願いがいつか叶うまで

ひとりじゃない

『TRICKSTER -江戸川乱歩「少年探偵団」より-』

『ろんぐらいだぁす!』 - 願いがいつか叶うまで

 

↑の記事で、「実は今期の深夜アニメでもうひとつアニメになっているかギリギリのレベルの番組があると思う」と書いた。そのアニメこそ、今回取り上げる『TRICKSTER』である。

 

 なかなか眠くなれなかったので、先週の月曜日、『TRICKSTER』を観ることにした(第9話)。MXではこのアニメの枠に「あにめのめ」という名がついており、『TRICKSTER』は「あにめのめ」第2作、第1作は夏期の『甘々と稲妻』だった。

 それで、『TRICKSTER』第9話をじっと観ていたのであるが、作画しょぼい・やたら引きのカット多い……「こりゃギリギリの線を行っているなあ」と思って観ていた。見慣れないスタッフの名前が多い。ただ、僕はスタッフを責めたいのではない。

 むしろ、ストーリーは面白いと思った。詳しいあらすじは、

http://trickster-project.com/anime/story/?p=820(8話)

http://trickster-project.com/anime/story/?p=842(9話)

を見てほしいところだが、要するに「花崎健介」くんという少年が明智小五郎に次ぐ副主人公格(いや、実質的な主役か?)なんだけれども、堕ちるところまで堕ちていくというのが直近の流れだ。

 

このアニメ面白い

 ところで、『TRICKSTER』は人気男性声優多数だし、怪人二十面相役にGACKTを起用していることからも、「女性向け」と捉えられがちなのではないだろうか。実際はそんなことないと思うし、女の子ちゃんと出て来るし、老若……とは言えずとも、男女平等に楽しめると思う。ただし、映像のショボさがあまりにも気になる人は楽しめないかなあ。

 

 繰り返すようだが、「映像がショボい」からといって、僕はこのアニメを叩きたいわけではない。昨夜の10話の画、9話ほどではないにせよ、コンディションが悪かった。それでも物語はグイグイと視聴者たる僕を引っ張っていく。

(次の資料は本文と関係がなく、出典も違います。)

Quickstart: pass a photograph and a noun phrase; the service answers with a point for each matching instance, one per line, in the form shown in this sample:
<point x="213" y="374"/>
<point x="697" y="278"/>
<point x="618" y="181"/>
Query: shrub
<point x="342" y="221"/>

 10話で、花咲くんは怪人二十面相に陽動されさらに闇落ちしていく。花咲くんと二人だけの空間にいる怪人二十面相の存在感が良い。花咲くんも、(これまでなにがあったのか僕はよく知らないけど)、多感な年頃のキレやすさが存分に充満していて◎だ。次回、花咲くんはどうなっているのか? 続きが知りたい。

根深い乱歩

 ところで、乱歩の『少年探偵団』シリーズは何度もアニメの題材になっている。古くは『わんぱく探偵団』(1968年)、21世紀に入ってからは『二十面相の娘』(2008年)・『乱歩奇譚』(2015年)、そして今の『TRICKSTER』である。余談だが、僕の小学校には『少年探偵団』の単行本が置いてあったのだけれども、装丁が古く、なんだか近づきがたい感じ(=昭和臭?)がして、読むことはありませんでした。

 直近の乱歩関連アニメである『乱歩奇譚』では、明智小五郎を10代の少年、小林少年を中性的な中学生の少年にしてしまうという大胆な脚色がなされていた。『TRICKSTER』では、明智はアラフォーのおっさんだし、小林は声が中性的でも冷めた14歳の少年であり『乱歩奇譚』のコバヤシくんとは対照的だし、花咲くんが実質的な主人公になってきてるし、だいぶ作品によって脚色が違ってくるものだなあ、と思う。